Motorlu araç istemiyoruz
Yaşam alanımıza otobüs sokulmasını onaylamıyoruz. Adalar’da yürümek, bisiklete binmek ve plakasız, denetimsiz ‘akülü’ kullanmak dışında ulaşım seçeneği yok. Günübirlik turistleri plajlara taşımaya yarayacak otobüsler, iskelede inip evine gitmek isteyen ama yürümekte zorlanan, hasta ya da çok yorgun insanların ihtiyacını karşılayamaz. Motorlu araçlar, adaların her noktasına çok daha fazla kişinin gitmesi demek ki bu da orman yangınlarına, bisiklet kazalarına, atlar ve insanlar üstünde büyük baskıya neden olan turizmi, rant hırsını körükleyecek, yapılaşmayı arttıracak yanlış bir hamle.”

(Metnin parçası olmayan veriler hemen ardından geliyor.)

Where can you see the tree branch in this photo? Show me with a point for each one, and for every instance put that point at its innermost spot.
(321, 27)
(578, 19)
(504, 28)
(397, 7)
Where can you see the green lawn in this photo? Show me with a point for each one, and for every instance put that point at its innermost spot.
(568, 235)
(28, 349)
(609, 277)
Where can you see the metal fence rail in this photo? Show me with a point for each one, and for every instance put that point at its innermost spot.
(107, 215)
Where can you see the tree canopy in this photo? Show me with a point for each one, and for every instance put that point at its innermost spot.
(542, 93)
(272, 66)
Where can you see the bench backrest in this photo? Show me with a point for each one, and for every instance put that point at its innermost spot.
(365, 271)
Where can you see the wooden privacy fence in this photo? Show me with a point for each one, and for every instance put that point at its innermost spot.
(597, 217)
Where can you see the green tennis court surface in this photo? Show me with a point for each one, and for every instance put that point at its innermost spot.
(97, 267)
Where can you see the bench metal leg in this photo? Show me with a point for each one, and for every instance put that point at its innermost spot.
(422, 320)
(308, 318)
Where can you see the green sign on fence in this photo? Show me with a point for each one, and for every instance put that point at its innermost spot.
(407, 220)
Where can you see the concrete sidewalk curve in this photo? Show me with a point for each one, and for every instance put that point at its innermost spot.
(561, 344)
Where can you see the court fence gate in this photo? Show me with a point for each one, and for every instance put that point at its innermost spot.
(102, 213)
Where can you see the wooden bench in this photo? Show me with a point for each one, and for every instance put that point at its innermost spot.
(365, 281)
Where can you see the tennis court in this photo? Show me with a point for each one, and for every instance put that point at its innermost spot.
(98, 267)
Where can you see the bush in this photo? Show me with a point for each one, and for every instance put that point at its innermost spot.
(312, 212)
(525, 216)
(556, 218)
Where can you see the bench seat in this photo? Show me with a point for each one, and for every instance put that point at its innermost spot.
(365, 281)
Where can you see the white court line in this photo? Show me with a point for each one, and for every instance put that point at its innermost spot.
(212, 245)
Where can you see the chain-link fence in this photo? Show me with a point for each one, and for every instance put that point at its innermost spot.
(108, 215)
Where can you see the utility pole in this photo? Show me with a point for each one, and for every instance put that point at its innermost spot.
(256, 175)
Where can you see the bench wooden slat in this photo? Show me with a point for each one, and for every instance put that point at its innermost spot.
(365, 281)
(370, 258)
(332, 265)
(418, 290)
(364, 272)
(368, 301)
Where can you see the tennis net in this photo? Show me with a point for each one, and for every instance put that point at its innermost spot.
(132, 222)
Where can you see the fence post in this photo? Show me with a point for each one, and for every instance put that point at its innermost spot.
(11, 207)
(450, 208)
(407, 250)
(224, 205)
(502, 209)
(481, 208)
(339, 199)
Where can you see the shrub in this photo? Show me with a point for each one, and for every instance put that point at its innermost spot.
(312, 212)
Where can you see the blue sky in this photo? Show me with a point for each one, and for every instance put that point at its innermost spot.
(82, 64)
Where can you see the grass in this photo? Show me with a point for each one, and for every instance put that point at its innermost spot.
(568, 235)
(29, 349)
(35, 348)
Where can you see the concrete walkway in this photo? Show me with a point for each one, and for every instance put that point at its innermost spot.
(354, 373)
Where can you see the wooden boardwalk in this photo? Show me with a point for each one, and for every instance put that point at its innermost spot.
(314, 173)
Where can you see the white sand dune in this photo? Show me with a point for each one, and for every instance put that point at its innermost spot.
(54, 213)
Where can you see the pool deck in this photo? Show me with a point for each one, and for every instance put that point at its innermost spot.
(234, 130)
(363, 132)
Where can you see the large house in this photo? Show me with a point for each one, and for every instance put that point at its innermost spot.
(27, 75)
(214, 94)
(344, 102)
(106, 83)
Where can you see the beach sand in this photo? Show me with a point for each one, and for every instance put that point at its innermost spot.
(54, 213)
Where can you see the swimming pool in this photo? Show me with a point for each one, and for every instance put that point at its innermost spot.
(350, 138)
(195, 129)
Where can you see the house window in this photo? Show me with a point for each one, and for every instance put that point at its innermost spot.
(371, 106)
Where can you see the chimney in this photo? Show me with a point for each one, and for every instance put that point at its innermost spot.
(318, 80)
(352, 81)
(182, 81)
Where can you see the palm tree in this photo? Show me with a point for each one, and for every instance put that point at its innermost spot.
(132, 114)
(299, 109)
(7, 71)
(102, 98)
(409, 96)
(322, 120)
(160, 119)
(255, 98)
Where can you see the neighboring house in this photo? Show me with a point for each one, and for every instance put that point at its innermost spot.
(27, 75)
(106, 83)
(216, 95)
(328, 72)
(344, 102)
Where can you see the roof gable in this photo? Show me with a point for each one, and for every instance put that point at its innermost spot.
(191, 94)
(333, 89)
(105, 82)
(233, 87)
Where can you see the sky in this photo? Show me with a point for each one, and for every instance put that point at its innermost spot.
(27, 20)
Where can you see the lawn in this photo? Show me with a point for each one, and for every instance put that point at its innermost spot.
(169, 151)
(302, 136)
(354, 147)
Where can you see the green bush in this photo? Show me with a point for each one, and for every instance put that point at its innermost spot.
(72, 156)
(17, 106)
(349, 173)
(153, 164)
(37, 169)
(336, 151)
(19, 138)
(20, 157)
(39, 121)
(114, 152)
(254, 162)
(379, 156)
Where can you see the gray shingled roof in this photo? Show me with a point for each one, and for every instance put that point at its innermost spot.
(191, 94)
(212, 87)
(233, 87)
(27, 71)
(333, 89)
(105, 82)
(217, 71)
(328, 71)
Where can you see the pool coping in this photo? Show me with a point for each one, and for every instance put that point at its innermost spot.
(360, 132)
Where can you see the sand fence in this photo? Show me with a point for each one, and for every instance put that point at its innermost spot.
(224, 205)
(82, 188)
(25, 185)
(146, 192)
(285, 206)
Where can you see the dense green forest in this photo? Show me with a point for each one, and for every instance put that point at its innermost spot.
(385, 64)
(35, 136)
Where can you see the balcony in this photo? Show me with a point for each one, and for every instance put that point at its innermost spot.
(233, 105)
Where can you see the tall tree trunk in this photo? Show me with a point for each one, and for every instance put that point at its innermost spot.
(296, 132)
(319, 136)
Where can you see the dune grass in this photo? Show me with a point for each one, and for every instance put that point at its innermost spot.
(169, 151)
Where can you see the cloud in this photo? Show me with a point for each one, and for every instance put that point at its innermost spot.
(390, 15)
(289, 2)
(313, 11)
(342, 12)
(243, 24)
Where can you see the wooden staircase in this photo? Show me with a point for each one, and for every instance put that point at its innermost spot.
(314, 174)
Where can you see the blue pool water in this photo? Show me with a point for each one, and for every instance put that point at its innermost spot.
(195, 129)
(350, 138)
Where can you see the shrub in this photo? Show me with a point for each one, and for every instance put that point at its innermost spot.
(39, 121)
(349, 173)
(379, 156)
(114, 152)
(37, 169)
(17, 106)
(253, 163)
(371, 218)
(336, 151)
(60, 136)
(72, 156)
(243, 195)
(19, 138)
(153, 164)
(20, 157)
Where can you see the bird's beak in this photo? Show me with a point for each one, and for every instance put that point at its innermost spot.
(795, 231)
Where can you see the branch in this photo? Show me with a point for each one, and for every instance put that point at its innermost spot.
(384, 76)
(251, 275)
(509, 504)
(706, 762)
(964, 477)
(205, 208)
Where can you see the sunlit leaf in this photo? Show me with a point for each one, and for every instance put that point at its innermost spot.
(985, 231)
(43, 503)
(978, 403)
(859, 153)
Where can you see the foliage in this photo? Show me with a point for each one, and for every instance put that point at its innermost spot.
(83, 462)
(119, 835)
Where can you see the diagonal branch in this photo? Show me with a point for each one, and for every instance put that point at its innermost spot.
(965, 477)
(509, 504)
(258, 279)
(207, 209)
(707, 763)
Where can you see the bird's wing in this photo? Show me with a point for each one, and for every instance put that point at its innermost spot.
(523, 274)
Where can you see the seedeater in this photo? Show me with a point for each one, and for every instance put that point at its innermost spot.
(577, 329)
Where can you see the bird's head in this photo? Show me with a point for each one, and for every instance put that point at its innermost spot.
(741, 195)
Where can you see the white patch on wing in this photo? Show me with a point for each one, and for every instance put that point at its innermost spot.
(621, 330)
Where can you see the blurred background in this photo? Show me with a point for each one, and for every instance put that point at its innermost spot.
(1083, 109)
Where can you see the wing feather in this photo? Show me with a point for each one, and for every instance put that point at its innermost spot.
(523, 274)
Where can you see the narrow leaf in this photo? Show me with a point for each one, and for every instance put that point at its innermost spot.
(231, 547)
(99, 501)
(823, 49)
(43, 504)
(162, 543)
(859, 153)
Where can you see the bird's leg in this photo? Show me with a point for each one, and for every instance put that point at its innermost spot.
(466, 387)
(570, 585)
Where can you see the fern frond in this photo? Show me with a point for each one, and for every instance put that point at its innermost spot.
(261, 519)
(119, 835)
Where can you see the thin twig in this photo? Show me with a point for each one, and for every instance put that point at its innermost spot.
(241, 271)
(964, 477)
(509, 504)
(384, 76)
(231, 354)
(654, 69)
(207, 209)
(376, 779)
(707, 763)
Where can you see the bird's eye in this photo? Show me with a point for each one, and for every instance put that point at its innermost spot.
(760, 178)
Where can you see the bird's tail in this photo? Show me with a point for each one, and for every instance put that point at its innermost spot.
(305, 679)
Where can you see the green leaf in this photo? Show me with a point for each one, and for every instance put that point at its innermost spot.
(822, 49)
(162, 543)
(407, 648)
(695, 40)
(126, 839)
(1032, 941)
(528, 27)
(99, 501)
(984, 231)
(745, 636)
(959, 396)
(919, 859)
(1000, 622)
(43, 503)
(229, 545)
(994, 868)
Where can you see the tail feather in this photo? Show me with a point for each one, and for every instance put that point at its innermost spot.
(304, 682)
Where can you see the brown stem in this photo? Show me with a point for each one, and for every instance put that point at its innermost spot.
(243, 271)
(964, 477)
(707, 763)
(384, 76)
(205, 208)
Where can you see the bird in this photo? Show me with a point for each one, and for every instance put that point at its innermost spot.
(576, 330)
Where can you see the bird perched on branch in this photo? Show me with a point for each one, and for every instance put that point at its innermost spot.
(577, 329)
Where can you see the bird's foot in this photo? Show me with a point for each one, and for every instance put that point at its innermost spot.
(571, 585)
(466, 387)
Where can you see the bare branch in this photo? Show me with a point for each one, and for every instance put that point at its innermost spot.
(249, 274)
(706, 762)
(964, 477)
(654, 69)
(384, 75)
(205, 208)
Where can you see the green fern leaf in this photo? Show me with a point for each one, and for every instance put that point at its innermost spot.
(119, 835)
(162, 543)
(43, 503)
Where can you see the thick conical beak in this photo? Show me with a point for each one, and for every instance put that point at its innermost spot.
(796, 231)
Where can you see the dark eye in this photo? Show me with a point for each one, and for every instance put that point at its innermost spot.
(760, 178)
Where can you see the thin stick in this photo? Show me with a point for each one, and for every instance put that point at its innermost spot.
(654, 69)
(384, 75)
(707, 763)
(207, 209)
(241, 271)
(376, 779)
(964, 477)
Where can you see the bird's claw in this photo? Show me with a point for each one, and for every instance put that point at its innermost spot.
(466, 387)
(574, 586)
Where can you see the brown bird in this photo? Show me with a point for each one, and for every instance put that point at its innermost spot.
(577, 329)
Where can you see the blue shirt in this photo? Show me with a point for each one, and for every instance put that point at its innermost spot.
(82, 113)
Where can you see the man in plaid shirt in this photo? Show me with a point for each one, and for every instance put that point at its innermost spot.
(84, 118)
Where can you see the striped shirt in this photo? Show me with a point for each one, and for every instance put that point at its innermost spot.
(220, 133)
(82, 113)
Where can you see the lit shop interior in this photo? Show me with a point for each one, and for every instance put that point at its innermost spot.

HİÇBİR KOŞULDA ATLI FAYTON İSTEMİYORUZ
HAYKURDER Başkanı Erman Paçalı’ya “Adalar’da ne oluyor?” diye soruyorum. Geçtiğimiz hafta büyükşehir belediyesi ile yaptıkları toplantının detaylarını anlatarak başlıyor ve “Adalar’da faytona sürülen yaklaşık 1200 kadar at İBB tarafından satın alındı ve bakımları da onlar tarafından yapılıyor. İBB bu atları ticari anlamda sahiplendirmek istiyor. Biz buna kesinlikle karşıyız” diyor. Paçalı, “Hayvanseverler olarak sonunda mücadelemizi kazandık. Atların tekrar faytona-ölüme sürülmesine, hangi koşulda olursa olsun, asla ve kata müsaade etmeyeceğiz. Kim ne derse desin! Faytonun nostaljik olduğu öne sürülüyor. Eziyetin nostaljisi olur mu? Elektrikli faytonlar adaların coğrafik ve kültürel yapısına uygun değilmiş! Atların bunca yıldır gördüğü eziyet kültürel yapıya uygun muydu peki? ‘Bakımları yapılacak’ ya da ‘Denetimler sıkılaşsa’ deniliyor. Yapılacak olan denetim de bakım da bugüne kadar niye yapılmadı öyleyse? O atlar yıllarca işkence gördü. Dolayısıyla atlı faytona karşıyız. Sembolik olarak dahi kalmasını istemiyoruz. Bu devirde artık elektrikli fayton kullanılmalı.”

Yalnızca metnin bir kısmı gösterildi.